ZARACH'BAAL'THARAGH Voodoo CASSETTE (Infernal Kommando) 5.98I know that I'm a minority, but I fucking love this one-man band from French weirdo Luc Mertz. I've only scratched the surface of what he's recorded under the name Zarach'Baal'Tharagh (the band has released hundreds of tapes over the years, going back to the 90s), but everything that I have listened to so far I've enjoyed greatly. Yes, the music is sloppy and primitive to the point of sounding totally inept, a kind of brain-damaged blackened punk that makes bands like Malveillance and Sexdrome sound like prog rock. Yes, the songs are all built out of the same set of four chords. But there's no denying the violent, psychotic energy that is emitted from ZBT's French necropunk weirdness.

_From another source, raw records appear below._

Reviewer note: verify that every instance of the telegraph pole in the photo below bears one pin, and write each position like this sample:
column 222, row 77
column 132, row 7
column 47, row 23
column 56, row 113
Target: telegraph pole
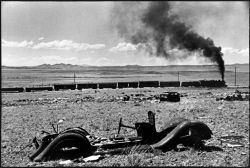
column 178, row 77
column 235, row 76
column 74, row 77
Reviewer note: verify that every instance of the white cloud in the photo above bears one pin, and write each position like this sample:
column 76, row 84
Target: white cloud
column 41, row 38
column 103, row 61
column 124, row 47
column 67, row 45
column 56, row 44
column 14, row 44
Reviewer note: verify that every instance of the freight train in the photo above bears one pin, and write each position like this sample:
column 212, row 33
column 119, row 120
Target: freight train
column 119, row 85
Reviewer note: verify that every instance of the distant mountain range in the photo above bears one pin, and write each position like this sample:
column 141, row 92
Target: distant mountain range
column 70, row 66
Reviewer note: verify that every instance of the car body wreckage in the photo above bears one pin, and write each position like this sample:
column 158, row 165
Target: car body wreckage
column 176, row 131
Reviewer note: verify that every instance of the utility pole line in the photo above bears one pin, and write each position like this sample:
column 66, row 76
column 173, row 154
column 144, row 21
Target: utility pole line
column 74, row 77
column 235, row 76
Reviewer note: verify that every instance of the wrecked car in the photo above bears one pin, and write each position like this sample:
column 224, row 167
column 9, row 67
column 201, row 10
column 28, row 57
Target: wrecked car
column 77, row 142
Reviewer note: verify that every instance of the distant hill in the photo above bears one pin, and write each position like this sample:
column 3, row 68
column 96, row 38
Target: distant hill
column 231, row 67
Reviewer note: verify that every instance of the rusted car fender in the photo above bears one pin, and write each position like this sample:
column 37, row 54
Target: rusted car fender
column 65, row 140
column 180, row 134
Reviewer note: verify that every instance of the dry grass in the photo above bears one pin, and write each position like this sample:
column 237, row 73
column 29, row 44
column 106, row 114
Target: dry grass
column 21, row 121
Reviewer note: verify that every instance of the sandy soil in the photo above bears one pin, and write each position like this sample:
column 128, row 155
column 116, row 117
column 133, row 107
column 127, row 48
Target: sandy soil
column 24, row 115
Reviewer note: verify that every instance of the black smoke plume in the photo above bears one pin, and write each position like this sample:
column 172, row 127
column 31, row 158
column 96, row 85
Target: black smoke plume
column 153, row 25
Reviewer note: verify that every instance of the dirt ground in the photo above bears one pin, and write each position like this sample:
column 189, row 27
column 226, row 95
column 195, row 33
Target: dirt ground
column 25, row 115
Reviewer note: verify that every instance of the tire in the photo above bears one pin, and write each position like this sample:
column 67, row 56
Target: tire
column 53, row 150
column 78, row 130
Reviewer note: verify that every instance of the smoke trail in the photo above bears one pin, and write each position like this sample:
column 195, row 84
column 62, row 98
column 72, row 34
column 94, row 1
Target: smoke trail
column 153, row 25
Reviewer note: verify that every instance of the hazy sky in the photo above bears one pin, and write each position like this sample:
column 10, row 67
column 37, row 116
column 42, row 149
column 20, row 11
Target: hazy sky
column 80, row 33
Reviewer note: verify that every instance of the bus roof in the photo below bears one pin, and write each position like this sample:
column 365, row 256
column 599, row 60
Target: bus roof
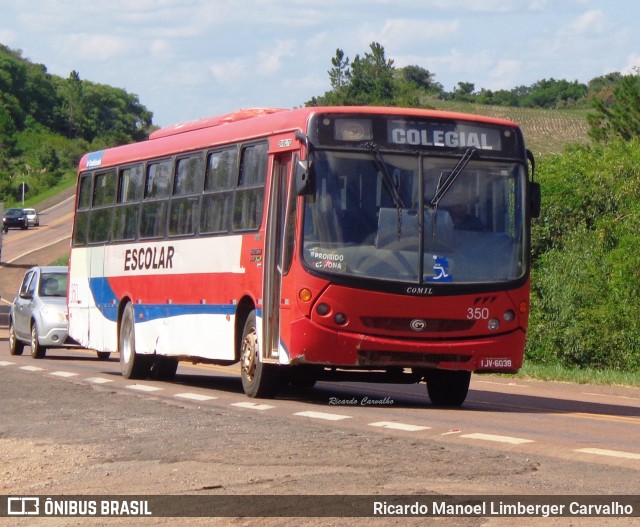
column 247, row 124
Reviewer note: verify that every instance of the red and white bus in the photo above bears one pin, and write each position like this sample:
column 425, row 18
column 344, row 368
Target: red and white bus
column 368, row 243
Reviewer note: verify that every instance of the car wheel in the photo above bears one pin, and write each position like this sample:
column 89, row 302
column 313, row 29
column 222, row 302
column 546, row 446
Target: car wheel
column 16, row 347
column 37, row 351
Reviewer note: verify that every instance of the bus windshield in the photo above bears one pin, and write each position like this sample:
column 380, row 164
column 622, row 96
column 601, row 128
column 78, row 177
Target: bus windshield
column 389, row 217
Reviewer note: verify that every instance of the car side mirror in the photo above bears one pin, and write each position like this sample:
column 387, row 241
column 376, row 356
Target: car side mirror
column 536, row 200
column 305, row 178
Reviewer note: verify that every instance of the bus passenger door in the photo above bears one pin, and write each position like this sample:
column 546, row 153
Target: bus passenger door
column 279, row 237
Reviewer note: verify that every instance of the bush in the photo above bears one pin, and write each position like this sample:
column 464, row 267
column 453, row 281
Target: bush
column 586, row 275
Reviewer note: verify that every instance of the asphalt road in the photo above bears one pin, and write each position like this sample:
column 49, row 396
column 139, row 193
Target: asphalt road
column 71, row 424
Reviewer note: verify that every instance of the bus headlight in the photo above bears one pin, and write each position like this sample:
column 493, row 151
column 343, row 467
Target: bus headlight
column 340, row 319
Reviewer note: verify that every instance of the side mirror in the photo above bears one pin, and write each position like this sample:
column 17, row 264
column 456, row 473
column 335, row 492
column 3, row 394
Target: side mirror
column 304, row 178
column 536, row 199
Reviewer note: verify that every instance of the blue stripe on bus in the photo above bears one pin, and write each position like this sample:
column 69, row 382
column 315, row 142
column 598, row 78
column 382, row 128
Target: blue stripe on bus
column 107, row 303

This five song tape is the most recent offering from Zarach'Baal'Tharagh that I've been able to get for C-Blast, and it's fucking great. The tape opens with a weird intro that starts with some nationalistic French orchestral music, horns and strings and booming tympani, but then the drums drop in and start playing along with the recording, a simple pounding punk beat synching up with the orchestra. And then it plunges into the filth; the title track is a plodding sub-Venom blast of blackened punk insanity with
awesome high pitched screams and mangled guitar, the playing just tight enough to keep everything from collapsing into a total car wreck, but constantly teeters right on the edge of raw and raucous slop. All of the songs are in this vein, primitive low fi black thrash with some KILLER rocking riffs
and those trademark psychotic squiggly guitar solos and random guitar noise splattered all over, with the chugging brain-damaged blackthrash of "Necessary Evil" being one of my favorites on the tape, alongside the ripping blackened hardcore of "Terror Of Sleep Paralysis" that sounds more like some mid-80s Midwestern US hardcore band than anything from the French BM scene. It wraps up with an outro that again mashes together an older recording of a triumphant French symphony merged with the sounds of crashing fighter planes and mortar blasts and those pounding distorted punk drums. Very weird, but that's no surprise. Released in a limited edition of two hundred fifty copies.